Bahkan Imam Nawawi -rahimahullah- dengan sangat tegas sekali mengatakan:
“Adapun amalan membaca Alqur’an, maka yang MASYHUR dari pendapatnya Imam Syafii; bahwa amalan membaca Alqur’an itu tidak bisa sampai pahalanya kepada mayit”. [syarah shahih muslim: 1/90].

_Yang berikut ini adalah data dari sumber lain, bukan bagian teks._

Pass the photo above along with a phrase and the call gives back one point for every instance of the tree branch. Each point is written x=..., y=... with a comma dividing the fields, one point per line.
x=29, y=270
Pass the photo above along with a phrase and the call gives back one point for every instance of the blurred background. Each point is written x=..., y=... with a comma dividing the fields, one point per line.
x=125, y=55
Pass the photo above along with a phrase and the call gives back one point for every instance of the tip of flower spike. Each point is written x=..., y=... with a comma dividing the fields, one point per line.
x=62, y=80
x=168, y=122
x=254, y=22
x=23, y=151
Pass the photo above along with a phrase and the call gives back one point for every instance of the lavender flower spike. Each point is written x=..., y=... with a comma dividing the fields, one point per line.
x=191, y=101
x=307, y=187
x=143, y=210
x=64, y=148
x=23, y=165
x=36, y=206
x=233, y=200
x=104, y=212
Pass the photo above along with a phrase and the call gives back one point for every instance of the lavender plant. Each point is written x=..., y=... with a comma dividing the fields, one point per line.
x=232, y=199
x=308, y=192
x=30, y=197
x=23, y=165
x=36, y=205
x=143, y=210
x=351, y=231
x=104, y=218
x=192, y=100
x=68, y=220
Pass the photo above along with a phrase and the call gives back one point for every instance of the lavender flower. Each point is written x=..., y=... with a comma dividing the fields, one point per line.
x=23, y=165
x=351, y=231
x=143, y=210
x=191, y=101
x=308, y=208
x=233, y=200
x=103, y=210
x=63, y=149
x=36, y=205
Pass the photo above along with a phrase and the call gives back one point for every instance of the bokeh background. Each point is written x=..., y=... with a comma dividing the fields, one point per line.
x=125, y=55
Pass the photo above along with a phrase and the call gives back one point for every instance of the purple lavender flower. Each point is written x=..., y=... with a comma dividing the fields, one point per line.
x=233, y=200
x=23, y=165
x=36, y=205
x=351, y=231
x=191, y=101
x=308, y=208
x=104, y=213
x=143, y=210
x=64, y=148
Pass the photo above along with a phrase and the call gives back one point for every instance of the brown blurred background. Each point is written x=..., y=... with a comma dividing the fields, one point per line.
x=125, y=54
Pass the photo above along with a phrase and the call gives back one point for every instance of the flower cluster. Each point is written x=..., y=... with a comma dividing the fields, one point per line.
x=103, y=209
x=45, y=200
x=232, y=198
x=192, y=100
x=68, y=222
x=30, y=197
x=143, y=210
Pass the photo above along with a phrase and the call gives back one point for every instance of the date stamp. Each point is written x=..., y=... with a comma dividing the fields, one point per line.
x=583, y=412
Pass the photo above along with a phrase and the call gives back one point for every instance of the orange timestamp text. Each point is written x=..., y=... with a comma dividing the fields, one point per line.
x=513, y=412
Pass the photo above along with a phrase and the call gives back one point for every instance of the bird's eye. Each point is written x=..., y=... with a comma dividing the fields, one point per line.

Begitu pula Imam Ibnu Katsir -rahimahullah-… ketika beliau menafsiri ayat (yang artinya): “Tidaklah manusia itu memperoleh, KECUALI apa yg diusahakannya saja”. [QS. An-Najm:53], beliau mengatakan:
“Dari ayat yang mulia ini, Imam Syafii -rahimahullah- dan siapapun yg mengikutinya menyimpulkan bahwa ‘amalan membaca’ tidak bisa sampai kepada mayit hadiah pahalanya, karena itu bukan termasuk amalan para mayit, bukan pula termasuk usaha para mayit.
Oleh karena itulah Rasulullah -shallallahu alaihi wasallam- tidak mengajak umatnya kepada amalan itu, beliau juga tidak menganjurkan umatnya untuk melakukannya.
Bahkan beliau tidak mengarahkan umatnya kepada amalan itu, baik secara tegas, maupun secara isyarat.
Hal itu juga tidak pernah dinukil dari satupun sahabat Nabi -radhiallahu anhum-, seandainya amalan itu suatu kebaikan, tentunya mereka telah mendahului kita dalam melakukannya.
Dan di dalam ranah ibadah taqarrub, itu hanya boleh diambil dari sumber nash-nash saja, dia tidak boleh diambil dari sumber qiyas (analogi) dan pendapat-pendapat manusia”. [Tafsir Ibnu Katsir: 7/465].
Inilah pendapat Imam Syafii -rahimahullah- yang ingin saya bela…
Sekali lagi, saya ingin bertanya, dan jawablah dengan jujur dari lubuk hati yang paling dalam, pantaskah saudara kita Teuku Wisnu dibully karena memilih pendapat Imam Syafii -rahimahullah- yang diagungkan oleh mayoritas penduduk Indonesia?
Atau benarkah anggapan sebagian orang, bahwa isu-isu kecil seperti ini -yang penting bisa merugikan Umat Islam- sengaja dibesar-besarkan oleh media, untuk mengalihkan perhatian mereka dari permasalahan bangsa yg jauh lebih besar dan sedang dihadapi Indonesia saat ini?